Under post-Watson authority in the Ninth Circuit, the key factors in FORS removal are whether “a causal nexus exists between plaintiff’s claims and the actions the defendant took pursuant to a federal officer’s direction” and whether “it has a colorable federal defense to plaintiff’s claims.” Despite the Removal Clarification Act’s expansion of removal to acts “for or relating to any act under color” of federal office, Ninth Circuit precedent seems to ignore the italicized language and require a “causal nexus.” The UHC entities offered a number of arguments that involve details of Medicare Part C that we will leave to others. The bottom line, however, is that the package of benefits that the MAO offers is up to the MAO. The UHC entities did not have to offer the sale of OTC items and the sale of the particular device, even if on a list that CMS approved, was “an action separate and distinct from the federal duty of providing Medicare benefits or making Medicate coverage determinations.” That means there can be no causal nexus between the claims for selling an allegedly defective product and the acts taken pursuant to CMS’s direction. In the Ninth Circuit at least, that means no removal.

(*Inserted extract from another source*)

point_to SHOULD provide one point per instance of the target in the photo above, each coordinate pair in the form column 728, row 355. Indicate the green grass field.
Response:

In terms of lessons for drug and device companies, we are probably pretty much back where we started. When sued in California state court with a non-diverse defendant that merely sold a product or otherwise seems to be sued as a mere anchor, the chances for removal, whether by the diverse manufacturer or the non-diverse peripheral defendant, remain low. That does not mean that various theories of removal should not be considered. If the allegations against an MAO seller involve the failure to do something that CMS directly forbade, for instance, then even removal by the co-defendant MAO under FORS might have a shot. Rubalcava did not discuss the specific allegations of why any defendant was purportedly liable, except to say that a wheel on the walker detached, which counsels diving into the actual allegations and judicially noticeable facts when pursuing FORS removal, just as one would with removal based on a federal question or fraudulent joinder.